The difference between an aggressive hive and a docile one is the level of provocation that triggers them and how many bees come out. In a mixed hive where the queen mated with some AHB drones, but not exclusively, there are bees of different temperaments. Those that are Africanized will be triggered first and be in the vanguard of the attack. If the level of provocation would not have caused a mass attack by European bees then few of them will join in. The trick is to either provoke them just enough or to douse the fire after the first wave of attack so as to get the Africanized bees but not the European ones. The worst that is likely to happen is that Wes rids his hive of guard bees completely.


----------



## Bee Bliss (Jun 9, 2010)

Wes, You could invite all us beeks to the house warming  and charge admission!  :lpf:


----------



## wes1945 (Jul 3, 2010)

Bee Bliss, believe me I made sure no one was looking as I felt a little foolish, but I tried. Maybe the fire was not flaming enough, but when it was flaming pretty good, I went around back and tapped the hive. I did not open the lid, but I saw no bees flying into fire. I am not about to say this does not work. If I had an electric bug zapper, I would try again and if I can find someone that has one, I will try again. You never know what will work and I appreciate the input. For now, I will just call them all kinds of bad names when they come to check on what I am doing and will be forced to put on veil when mowing. It has helped my arthritis as they have me moving much faster then I used to. Thanks Wes


----------



## StevenG (Mar 27, 2009)

wes1945 said:


> the 2nd hive has been very aggressive for months. I cannot even walk around within 30 ft. of them and 1 or 2 of" them heatherns" are all over my head and arms. Is this just a matter of changing queens? I could not find the queen yesterday, but there is one becuase there is plenty of brood. Thanks in advance. Wes


Wes, back in the '70's I had a hive of "junk yard dog Italians"... I swear they were Mafia offshoots! Several would check me out as I approached... and they'd chase me 50-100 yards. It was in a row of six colonies, each about 5 feet apart. I learned to work them last. However, that colony produced double the honey of each of the rest. 
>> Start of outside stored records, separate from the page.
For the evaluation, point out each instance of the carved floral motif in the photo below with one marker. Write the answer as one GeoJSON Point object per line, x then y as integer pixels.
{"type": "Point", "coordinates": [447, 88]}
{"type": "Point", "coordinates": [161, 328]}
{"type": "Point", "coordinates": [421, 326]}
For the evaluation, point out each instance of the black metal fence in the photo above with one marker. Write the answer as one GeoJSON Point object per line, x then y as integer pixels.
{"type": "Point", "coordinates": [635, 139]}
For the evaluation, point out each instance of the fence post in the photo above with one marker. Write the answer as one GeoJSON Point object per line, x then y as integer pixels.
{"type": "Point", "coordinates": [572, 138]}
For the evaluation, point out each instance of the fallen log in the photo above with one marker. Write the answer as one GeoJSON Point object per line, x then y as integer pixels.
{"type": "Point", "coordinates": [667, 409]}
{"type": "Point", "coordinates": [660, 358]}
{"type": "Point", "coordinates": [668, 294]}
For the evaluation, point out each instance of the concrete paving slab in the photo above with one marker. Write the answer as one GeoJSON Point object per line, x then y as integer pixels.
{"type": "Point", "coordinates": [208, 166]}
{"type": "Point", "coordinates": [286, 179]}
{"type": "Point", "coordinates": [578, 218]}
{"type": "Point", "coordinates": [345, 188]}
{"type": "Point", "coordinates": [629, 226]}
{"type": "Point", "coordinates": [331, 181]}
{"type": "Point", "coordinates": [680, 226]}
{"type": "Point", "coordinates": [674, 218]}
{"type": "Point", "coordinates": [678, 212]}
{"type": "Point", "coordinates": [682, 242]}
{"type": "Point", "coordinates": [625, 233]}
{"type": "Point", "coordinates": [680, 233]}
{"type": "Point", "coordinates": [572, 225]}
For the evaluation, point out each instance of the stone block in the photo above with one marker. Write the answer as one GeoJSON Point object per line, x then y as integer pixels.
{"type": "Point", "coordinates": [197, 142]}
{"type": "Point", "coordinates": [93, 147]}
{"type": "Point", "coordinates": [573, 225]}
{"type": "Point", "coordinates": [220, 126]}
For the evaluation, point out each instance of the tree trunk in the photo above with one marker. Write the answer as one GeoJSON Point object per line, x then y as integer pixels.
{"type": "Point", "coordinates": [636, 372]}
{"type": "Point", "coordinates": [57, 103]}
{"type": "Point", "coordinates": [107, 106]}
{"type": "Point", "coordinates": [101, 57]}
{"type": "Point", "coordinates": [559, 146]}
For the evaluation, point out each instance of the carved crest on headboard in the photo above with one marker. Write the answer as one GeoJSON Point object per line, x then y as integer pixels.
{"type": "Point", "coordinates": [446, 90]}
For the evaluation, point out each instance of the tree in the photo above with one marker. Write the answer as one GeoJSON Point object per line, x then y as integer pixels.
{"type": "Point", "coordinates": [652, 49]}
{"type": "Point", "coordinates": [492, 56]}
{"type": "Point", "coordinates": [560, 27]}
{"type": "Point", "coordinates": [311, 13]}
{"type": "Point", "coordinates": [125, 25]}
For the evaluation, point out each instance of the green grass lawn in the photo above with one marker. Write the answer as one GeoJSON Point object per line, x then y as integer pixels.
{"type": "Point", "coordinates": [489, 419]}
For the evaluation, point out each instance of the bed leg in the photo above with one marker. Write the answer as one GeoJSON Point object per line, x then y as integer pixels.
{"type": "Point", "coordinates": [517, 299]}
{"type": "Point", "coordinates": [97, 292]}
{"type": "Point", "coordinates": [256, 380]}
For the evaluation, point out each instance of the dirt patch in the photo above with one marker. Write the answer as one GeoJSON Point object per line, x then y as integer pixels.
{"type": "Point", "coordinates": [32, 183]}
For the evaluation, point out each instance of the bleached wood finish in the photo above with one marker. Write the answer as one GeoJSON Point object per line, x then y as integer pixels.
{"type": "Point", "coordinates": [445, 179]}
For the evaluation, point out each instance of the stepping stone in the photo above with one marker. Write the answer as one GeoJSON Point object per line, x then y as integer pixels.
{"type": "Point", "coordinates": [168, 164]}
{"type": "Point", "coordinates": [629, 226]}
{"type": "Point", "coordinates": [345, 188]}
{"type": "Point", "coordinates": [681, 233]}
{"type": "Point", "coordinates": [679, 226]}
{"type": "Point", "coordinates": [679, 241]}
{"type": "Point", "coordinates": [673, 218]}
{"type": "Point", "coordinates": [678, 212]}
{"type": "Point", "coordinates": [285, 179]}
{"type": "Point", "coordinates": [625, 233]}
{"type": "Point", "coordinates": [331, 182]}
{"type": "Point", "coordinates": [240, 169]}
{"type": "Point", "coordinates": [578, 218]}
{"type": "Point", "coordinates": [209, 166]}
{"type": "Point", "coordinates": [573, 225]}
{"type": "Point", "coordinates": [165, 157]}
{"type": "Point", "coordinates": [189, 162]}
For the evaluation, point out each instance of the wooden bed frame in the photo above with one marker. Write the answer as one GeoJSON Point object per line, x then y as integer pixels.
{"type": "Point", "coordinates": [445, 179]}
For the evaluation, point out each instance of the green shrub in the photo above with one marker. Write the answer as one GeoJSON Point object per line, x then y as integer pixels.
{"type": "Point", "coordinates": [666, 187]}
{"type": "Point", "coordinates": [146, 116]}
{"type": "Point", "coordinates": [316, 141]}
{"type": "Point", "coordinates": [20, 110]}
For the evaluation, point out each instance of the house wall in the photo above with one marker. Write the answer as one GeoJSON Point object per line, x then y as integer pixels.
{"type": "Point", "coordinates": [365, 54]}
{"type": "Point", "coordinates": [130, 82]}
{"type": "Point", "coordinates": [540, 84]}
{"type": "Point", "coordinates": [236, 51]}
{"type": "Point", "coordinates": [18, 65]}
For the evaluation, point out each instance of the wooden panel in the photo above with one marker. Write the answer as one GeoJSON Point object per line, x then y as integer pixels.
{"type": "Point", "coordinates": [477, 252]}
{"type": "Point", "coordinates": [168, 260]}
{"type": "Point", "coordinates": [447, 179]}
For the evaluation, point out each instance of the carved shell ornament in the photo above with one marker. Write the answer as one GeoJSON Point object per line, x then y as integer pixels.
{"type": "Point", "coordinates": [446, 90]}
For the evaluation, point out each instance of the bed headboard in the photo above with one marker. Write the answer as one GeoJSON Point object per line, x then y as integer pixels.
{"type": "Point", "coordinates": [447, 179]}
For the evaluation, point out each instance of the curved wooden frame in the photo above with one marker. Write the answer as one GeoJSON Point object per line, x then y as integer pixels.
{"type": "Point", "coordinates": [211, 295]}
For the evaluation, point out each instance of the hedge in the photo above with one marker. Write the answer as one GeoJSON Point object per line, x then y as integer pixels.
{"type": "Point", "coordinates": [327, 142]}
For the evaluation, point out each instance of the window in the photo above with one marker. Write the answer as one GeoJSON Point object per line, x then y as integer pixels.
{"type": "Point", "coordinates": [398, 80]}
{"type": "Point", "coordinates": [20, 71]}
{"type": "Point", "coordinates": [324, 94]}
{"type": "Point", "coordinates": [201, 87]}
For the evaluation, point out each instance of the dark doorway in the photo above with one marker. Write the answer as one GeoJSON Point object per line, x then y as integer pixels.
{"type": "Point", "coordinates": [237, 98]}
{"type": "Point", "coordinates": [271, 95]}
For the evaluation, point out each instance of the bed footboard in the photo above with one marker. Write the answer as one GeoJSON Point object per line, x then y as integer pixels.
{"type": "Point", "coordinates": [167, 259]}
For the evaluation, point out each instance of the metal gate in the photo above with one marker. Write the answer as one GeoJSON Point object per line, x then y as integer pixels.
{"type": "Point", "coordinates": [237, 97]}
FWIW, "1 or 2 of them heathens" all over you checking you out is just a nuisance. Are they stinging, or just letting you know they're there? I know you're getting stung. And perhaps the queen has a touch of AHB semen in her that causes some of those bees to be like that. Could be that semen will run out, and other eggs she lays will be more "normal." 
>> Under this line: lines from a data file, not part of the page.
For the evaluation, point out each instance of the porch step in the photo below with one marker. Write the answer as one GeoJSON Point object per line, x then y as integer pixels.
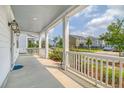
{"type": "Point", "coordinates": [79, 80]}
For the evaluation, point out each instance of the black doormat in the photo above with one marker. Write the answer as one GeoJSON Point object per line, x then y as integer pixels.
{"type": "Point", "coordinates": [18, 66]}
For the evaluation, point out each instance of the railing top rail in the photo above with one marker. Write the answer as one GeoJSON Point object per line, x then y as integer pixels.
{"type": "Point", "coordinates": [99, 56]}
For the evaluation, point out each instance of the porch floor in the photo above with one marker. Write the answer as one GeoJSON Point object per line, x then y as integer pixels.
{"type": "Point", "coordinates": [39, 73]}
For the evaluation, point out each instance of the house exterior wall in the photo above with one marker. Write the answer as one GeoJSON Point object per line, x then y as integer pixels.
{"type": "Point", "coordinates": [6, 16]}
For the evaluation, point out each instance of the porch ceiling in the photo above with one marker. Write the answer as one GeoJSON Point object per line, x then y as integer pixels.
{"type": "Point", "coordinates": [34, 18]}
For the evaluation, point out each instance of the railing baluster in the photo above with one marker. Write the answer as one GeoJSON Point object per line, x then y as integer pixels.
{"type": "Point", "coordinates": [101, 71]}
{"type": "Point", "coordinates": [113, 74]}
{"type": "Point", "coordinates": [88, 65]}
{"type": "Point", "coordinates": [96, 69]}
{"type": "Point", "coordinates": [120, 75]}
{"type": "Point", "coordinates": [92, 68]}
{"type": "Point", "coordinates": [106, 72]}
{"type": "Point", "coordinates": [76, 61]}
{"type": "Point", "coordinates": [85, 65]}
{"type": "Point", "coordinates": [81, 64]}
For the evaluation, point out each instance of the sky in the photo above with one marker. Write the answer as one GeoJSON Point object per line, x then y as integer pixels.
{"type": "Point", "coordinates": [91, 21]}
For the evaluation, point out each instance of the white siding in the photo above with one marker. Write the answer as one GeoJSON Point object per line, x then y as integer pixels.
{"type": "Point", "coordinates": [5, 42]}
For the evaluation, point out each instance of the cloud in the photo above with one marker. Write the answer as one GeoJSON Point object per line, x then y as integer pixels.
{"type": "Point", "coordinates": [88, 12]}
{"type": "Point", "coordinates": [72, 27]}
{"type": "Point", "coordinates": [99, 20]}
{"type": "Point", "coordinates": [104, 20]}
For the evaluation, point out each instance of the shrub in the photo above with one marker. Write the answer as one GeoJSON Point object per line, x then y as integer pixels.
{"type": "Point", "coordinates": [56, 55]}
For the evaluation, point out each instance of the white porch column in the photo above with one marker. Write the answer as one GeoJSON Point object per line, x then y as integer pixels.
{"type": "Point", "coordinates": [46, 45]}
{"type": "Point", "coordinates": [65, 41]}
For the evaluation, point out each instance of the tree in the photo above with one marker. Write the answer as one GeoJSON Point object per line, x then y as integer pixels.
{"type": "Point", "coordinates": [55, 40]}
{"type": "Point", "coordinates": [115, 35]}
{"type": "Point", "coordinates": [59, 43]}
{"type": "Point", "coordinates": [88, 42]}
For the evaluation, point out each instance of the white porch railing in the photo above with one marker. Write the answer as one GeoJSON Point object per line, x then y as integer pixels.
{"type": "Point", "coordinates": [33, 51]}
{"type": "Point", "coordinates": [36, 51]}
{"type": "Point", "coordinates": [103, 70]}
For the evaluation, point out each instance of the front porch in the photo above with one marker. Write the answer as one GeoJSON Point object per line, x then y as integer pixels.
{"type": "Point", "coordinates": [41, 73]}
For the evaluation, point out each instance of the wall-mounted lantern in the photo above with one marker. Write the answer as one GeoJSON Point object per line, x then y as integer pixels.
{"type": "Point", "coordinates": [14, 27]}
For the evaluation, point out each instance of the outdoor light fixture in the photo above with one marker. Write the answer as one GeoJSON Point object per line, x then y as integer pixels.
{"type": "Point", "coordinates": [14, 27]}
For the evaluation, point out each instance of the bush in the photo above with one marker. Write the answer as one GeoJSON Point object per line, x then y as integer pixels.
{"type": "Point", "coordinates": [56, 54]}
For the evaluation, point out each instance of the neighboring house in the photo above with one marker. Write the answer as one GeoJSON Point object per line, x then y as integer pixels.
{"type": "Point", "coordinates": [80, 41]}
How was the honey production of that colony? And where is it located in regards to trails, paths, areas people frequent? Life is a series of trade-offs, and a "mean" colony that out-produces the rest of yours hands-down might, _might_ be worth keeping. But that's a call only you can make.

Then again, do you want the risk (or joy :lookout of that aggressive gene getting into the drone pool in your area and possibly spreading to your other colonies thru natural requeening? It does get interesting, doesn't it?
Regards,
Steven


----------



## wes1945 (Jul 3, 2010)

Steven G. honey production was good last year. Since these were new hives, I took very little honey from them for myself. I did not have to feed them over the winter at all. I have been feeding megabee patties and 1:1 syrup for about 2 weeks now and the queen is cranking out those babies. Now if I can convince my wife, that them coming to see her while she is on the front porch is ok, I will keep her ( the bee queen). Other than that, if I would like my wife to stay here, I will need to re-queen. (There are times when option 2 sounds better). It is cloudy today, so I have not been back to check on them as yet today. And yes it is just a handful that come greet me and sometimes that just head butt and sometimes they remind me who is in charge. Thanks


----------



## KQ6AR (May 13, 2008)

Was the night temp warm enough for them to come out. That might make a difference.



wes1945 said:


> Maybe the fire was not flaming enough, but when it was flaming pretty good, I went around back and tapped the hive. I did not open the lid, but I saw no bees flying into fire. Thanks Wes


----------



## TwinkieBee (Feb 21, 2011)

I would suggest requeening. You said you ordered a new queen so start with that and see how it goes. Any queenless hive can become aggressive no matter how gentle if they are queenless long enough.


----------



## Michael Bush (Aug 2, 2002)

I would requeen. Sooner rather than later.


----------



## TexasTim (Oct 20, 2010)

Once in a great while I have a hive go hot on me. I do not care the "reason"- I squash the queen. If there is one hive among 30 that I dred working and I break out in a cold sweat as I walk near it- she is a gonner.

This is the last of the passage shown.